In March of 2020 as the common response to Covid-19 was to isolate and move from an on-site workplace to a heavy remote one we saw far too many companies making this move without the proper safeguards in place. BYOD policies were suddenly implemented, and corporate assets were opened to the outside world. Threat actors went into overdrive as they went on the hunt for not only truly insecure companies, but also ways to leverage existing vulnerabilities that are commonly left on the table.
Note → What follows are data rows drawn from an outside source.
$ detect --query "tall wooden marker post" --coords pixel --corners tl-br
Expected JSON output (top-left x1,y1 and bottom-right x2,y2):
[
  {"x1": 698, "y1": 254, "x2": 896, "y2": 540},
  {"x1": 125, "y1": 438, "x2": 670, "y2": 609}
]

We have talked about this problem before, so we will not belabor it too much here. The big issue is that once the normal routine was established far too many organizations did little to nothing to improve their security posture and remained open to attack. This was even more prevalent in the healthcare industry.
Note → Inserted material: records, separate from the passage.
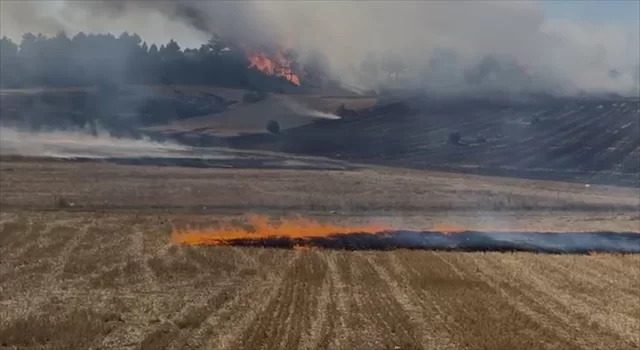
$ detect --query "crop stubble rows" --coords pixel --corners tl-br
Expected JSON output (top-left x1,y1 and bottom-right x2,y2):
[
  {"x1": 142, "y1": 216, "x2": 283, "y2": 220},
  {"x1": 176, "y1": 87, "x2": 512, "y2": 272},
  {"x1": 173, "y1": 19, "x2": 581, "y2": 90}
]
[{"x1": 0, "y1": 212, "x2": 640, "y2": 349}]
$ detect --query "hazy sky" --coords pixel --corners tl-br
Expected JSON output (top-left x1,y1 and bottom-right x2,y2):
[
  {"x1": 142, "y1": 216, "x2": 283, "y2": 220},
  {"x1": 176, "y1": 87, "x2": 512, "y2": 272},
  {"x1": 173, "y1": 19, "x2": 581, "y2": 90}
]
[
  {"x1": 0, "y1": 0, "x2": 640, "y2": 91},
  {"x1": 541, "y1": 0, "x2": 640, "y2": 25}
]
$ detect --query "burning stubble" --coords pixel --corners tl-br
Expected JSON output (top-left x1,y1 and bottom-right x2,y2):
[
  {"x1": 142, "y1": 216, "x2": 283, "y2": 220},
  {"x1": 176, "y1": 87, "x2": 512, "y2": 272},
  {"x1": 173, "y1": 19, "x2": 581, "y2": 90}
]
[
  {"x1": 171, "y1": 215, "x2": 392, "y2": 245},
  {"x1": 171, "y1": 215, "x2": 640, "y2": 254}
]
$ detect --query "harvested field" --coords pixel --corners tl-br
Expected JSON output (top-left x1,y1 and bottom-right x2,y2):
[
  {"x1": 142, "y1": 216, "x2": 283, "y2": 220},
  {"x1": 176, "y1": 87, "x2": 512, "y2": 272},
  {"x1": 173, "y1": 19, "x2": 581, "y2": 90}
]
[
  {"x1": 0, "y1": 212, "x2": 640, "y2": 349},
  {"x1": 229, "y1": 98, "x2": 640, "y2": 186},
  {"x1": 0, "y1": 159, "x2": 640, "y2": 349}
]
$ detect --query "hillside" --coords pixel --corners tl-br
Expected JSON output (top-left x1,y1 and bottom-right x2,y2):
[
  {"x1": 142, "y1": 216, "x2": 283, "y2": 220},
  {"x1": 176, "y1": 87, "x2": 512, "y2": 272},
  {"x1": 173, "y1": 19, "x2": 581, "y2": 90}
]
[{"x1": 228, "y1": 94, "x2": 640, "y2": 185}]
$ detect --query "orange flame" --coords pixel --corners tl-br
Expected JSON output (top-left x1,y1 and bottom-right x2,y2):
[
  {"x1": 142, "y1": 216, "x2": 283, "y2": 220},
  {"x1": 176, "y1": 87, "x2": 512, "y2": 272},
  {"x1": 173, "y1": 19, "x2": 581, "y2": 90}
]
[
  {"x1": 171, "y1": 215, "x2": 391, "y2": 245},
  {"x1": 245, "y1": 49, "x2": 300, "y2": 85}
]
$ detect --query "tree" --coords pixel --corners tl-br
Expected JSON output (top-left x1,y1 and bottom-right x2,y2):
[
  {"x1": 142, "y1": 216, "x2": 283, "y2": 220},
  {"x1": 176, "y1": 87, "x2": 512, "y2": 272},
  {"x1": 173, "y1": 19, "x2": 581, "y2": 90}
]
[{"x1": 204, "y1": 33, "x2": 228, "y2": 56}]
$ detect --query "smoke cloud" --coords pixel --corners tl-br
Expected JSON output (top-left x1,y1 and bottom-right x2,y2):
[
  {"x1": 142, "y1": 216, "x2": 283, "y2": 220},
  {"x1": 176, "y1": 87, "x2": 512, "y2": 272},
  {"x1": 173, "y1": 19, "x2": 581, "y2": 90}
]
[
  {"x1": 0, "y1": 0, "x2": 640, "y2": 94},
  {"x1": 0, "y1": 127, "x2": 191, "y2": 159}
]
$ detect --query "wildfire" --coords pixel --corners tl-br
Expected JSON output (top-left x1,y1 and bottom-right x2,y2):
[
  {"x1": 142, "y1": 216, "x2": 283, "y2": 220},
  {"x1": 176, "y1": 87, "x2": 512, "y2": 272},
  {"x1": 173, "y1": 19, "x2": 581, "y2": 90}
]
[
  {"x1": 171, "y1": 215, "x2": 391, "y2": 245},
  {"x1": 245, "y1": 48, "x2": 300, "y2": 85}
]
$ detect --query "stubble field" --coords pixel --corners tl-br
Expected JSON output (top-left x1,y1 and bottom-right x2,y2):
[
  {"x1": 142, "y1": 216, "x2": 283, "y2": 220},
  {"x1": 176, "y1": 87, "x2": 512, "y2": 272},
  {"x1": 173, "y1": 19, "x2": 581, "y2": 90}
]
[{"x1": 0, "y1": 160, "x2": 640, "y2": 349}]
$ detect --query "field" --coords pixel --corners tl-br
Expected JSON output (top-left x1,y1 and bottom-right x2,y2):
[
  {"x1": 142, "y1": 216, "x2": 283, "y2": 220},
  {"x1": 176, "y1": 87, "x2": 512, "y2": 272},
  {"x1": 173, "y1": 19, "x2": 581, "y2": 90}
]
[
  {"x1": 0, "y1": 158, "x2": 640, "y2": 349},
  {"x1": 230, "y1": 98, "x2": 640, "y2": 186}
]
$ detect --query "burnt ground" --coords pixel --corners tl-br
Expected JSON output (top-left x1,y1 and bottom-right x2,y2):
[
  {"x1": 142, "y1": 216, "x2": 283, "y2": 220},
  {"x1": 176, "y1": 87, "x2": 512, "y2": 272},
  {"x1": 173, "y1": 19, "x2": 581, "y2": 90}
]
[
  {"x1": 0, "y1": 159, "x2": 640, "y2": 350},
  {"x1": 220, "y1": 97, "x2": 640, "y2": 186}
]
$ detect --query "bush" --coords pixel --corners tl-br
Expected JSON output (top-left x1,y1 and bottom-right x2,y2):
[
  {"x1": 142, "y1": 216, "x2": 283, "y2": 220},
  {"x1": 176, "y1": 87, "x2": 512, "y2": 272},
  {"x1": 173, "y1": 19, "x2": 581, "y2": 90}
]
[
  {"x1": 449, "y1": 131, "x2": 462, "y2": 145},
  {"x1": 242, "y1": 91, "x2": 267, "y2": 103},
  {"x1": 267, "y1": 120, "x2": 280, "y2": 134}
]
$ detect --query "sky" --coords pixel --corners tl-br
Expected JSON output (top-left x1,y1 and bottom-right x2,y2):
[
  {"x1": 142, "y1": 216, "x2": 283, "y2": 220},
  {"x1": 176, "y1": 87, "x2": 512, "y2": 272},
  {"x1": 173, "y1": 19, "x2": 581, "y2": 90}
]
[
  {"x1": 0, "y1": 0, "x2": 640, "y2": 91},
  {"x1": 541, "y1": 0, "x2": 640, "y2": 24}
]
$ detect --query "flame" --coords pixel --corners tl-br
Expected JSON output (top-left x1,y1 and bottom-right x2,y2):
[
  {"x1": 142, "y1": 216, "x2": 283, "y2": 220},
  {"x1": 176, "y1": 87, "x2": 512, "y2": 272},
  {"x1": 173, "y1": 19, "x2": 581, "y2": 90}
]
[
  {"x1": 245, "y1": 48, "x2": 300, "y2": 85},
  {"x1": 171, "y1": 215, "x2": 392, "y2": 245}
]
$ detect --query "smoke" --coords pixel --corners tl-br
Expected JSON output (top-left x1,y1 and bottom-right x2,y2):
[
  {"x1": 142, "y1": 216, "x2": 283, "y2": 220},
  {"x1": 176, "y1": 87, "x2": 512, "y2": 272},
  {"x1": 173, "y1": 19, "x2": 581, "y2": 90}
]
[
  {"x1": 274, "y1": 96, "x2": 341, "y2": 120},
  {"x1": 0, "y1": 127, "x2": 191, "y2": 158},
  {"x1": 0, "y1": 0, "x2": 640, "y2": 93}
]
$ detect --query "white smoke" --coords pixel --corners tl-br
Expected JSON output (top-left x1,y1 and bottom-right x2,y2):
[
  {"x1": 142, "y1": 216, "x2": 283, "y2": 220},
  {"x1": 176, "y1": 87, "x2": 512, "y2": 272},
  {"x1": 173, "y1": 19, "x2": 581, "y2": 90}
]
[
  {"x1": 0, "y1": 127, "x2": 191, "y2": 158},
  {"x1": 0, "y1": 0, "x2": 640, "y2": 93},
  {"x1": 273, "y1": 95, "x2": 341, "y2": 120}
]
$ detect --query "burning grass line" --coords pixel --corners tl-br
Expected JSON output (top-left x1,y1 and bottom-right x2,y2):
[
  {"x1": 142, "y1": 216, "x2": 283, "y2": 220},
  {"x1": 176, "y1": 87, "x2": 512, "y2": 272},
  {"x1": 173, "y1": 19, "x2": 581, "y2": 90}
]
[{"x1": 171, "y1": 215, "x2": 640, "y2": 255}]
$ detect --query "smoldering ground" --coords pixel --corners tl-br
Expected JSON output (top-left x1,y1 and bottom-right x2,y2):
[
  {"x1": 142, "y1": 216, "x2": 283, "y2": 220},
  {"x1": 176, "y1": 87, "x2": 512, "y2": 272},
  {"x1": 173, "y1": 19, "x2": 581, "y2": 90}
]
[{"x1": 2, "y1": 0, "x2": 640, "y2": 93}]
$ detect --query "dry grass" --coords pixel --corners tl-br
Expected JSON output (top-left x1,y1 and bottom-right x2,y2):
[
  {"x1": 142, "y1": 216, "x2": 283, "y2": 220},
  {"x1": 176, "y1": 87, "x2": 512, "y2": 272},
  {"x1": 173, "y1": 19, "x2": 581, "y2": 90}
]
[
  {"x1": 0, "y1": 212, "x2": 640, "y2": 349},
  {"x1": 0, "y1": 162, "x2": 640, "y2": 349}
]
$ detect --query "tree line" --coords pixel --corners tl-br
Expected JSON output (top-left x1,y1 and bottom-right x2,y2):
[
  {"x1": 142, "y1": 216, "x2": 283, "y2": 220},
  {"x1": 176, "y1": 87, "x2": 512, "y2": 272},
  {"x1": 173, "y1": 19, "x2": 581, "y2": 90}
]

In healthcare, almost more than any other industry, the idea of 100% up-time drives the security posture. I often hear comments like; “we can’t take that down”, “our vendor does not support that”, “we can’t have anti-malware on that”, along with a host of other excuses when it comes to security tools and prevention measures. Let me give you a very concrete example of this.
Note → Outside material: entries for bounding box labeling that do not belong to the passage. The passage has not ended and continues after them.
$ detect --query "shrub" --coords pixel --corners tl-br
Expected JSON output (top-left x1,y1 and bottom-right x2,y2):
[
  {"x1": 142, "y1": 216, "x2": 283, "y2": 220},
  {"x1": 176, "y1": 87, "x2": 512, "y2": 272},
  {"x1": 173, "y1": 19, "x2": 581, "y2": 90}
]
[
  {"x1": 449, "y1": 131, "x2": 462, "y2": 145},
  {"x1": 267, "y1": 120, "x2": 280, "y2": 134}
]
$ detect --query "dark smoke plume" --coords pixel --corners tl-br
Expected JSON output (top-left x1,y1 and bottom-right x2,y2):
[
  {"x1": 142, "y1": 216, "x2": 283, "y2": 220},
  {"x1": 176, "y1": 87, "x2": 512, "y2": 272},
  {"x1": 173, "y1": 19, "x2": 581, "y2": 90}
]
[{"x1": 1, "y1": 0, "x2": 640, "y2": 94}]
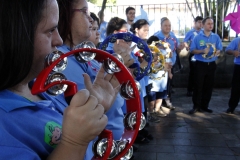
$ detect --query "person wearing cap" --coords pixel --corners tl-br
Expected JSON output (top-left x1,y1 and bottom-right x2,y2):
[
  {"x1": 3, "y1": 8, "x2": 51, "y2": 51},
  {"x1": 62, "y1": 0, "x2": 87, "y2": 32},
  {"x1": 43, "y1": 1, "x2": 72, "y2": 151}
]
[
  {"x1": 184, "y1": 16, "x2": 203, "y2": 97},
  {"x1": 189, "y1": 17, "x2": 222, "y2": 114}
]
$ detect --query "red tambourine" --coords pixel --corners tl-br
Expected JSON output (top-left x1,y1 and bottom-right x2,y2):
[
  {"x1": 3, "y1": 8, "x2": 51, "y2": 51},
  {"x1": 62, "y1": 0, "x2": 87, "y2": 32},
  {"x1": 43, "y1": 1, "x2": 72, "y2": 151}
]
[{"x1": 32, "y1": 48, "x2": 142, "y2": 160}]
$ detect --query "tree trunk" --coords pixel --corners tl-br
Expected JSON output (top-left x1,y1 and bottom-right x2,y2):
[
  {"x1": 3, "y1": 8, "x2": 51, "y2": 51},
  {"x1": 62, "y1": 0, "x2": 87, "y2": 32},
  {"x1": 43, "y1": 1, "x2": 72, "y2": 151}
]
[{"x1": 99, "y1": 0, "x2": 107, "y2": 24}]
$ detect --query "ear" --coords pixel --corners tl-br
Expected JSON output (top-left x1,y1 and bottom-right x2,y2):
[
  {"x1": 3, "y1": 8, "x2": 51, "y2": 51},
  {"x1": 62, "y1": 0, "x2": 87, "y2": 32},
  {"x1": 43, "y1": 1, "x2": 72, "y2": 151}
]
[{"x1": 135, "y1": 28, "x2": 138, "y2": 33}]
A healthcare organization runs a clinical application (it does not matter what the application is). The organization is looking to patch a key subsystem (.net, esxi, etc.), they reach out to the vendor and are told they cannot update as their clinical application is not supported on the updated version. Now the host system is vulnerable to attack all because of pressure by the vendor. We can see the same logic being applied to clinical applications when it comes to security tools. An organization my want to install an advanced EDR/XDR solution on all systems to help prevent Ransomware but are unable to due to dependencies of the EDR/XDR solution that cannot be upgraded. Conversely, if they do have the proper dependencies, the EDR/XDR must have too many exceptions and blind spots to make it of any real value on the device.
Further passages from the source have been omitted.